Okamura … warned in 2009 of massive tsunami based on his study since around 2004 of the traces of a major tsunami believed to have swept away about a thousand people in the year 869 after a magnitude 8.3 quake off northeastern Japan.
[Records show that] he had warned two years ago about the possible risk of a massive tsunami hitting a nuclear power plant in Japan, but Tokyo Electric Power Co., the operator of the Fukushima Daiichi nuclear plant crippled by the March 11 earthquake and ensuing tsunami, had brushed off the warning.

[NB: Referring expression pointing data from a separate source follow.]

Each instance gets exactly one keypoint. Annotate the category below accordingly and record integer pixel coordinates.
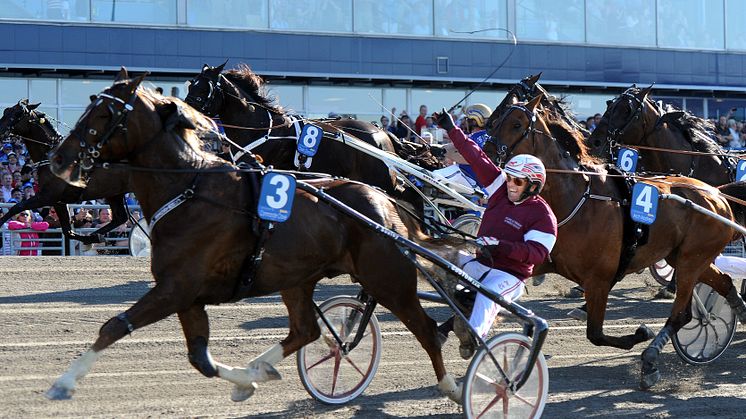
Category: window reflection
(161, 12)
(394, 16)
(228, 13)
(625, 22)
(550, 20)
(690, 24)
(318, 15)
(455, 16)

He had found in his research that tsunami from the ancient quake had hit a wide range of the coastal regions of northeastern Japan, at least as far north as Ishinomaki in Miyagi Prefecture and as far south as the town of Namie in Fukushima Prefecture — close to the Fukushima Daiichi plant — penetrating as much as 3 to 4 kilometers inland.
TEPCO asserted that there was flexibility in the quake resistance design of its plants and expressed reluctance to raise the assumption of possible quake damage citing a lack of sufficient information.
And the money quote from Okamura: “There should be ample flexibility in the safety of a nuclear power plant. It is odd to have an attitude of not taking into consideration indeterminate aspects.”
So the head of the Earthquake Lab says you need to have better plans in place in case of a large earthquake and tsunami in northeastern Japan and the company says “not my problem” — and there was no regulatory apparatus strong enough to move TEPCO.
That is the central problem with capitalism. Efficiency concentrates power in the hands of a few. In other words, efficiency concentrates risk, and the risks are borne by all. Without rules — without government regulation, and lots of it — the wolves will eat everything and everyone.
TEPCO’s Fukushima office acknowledged Saturday that it had known earlier that the radiation in the underground level of the turbine building of one of the reactors was extremely high, but had not made the information available to pertinent parties.
Labor? Not my problem, says management.
Facts? Nothing to worry about, either. They’re Master of the Universe, doncha know. Look how rich they are! Markets don’t lie!
Capitalism is essentially a system for putting the lives of the many into the hands of a few. And far too often, those few don’t give a damn about anyone but themselves.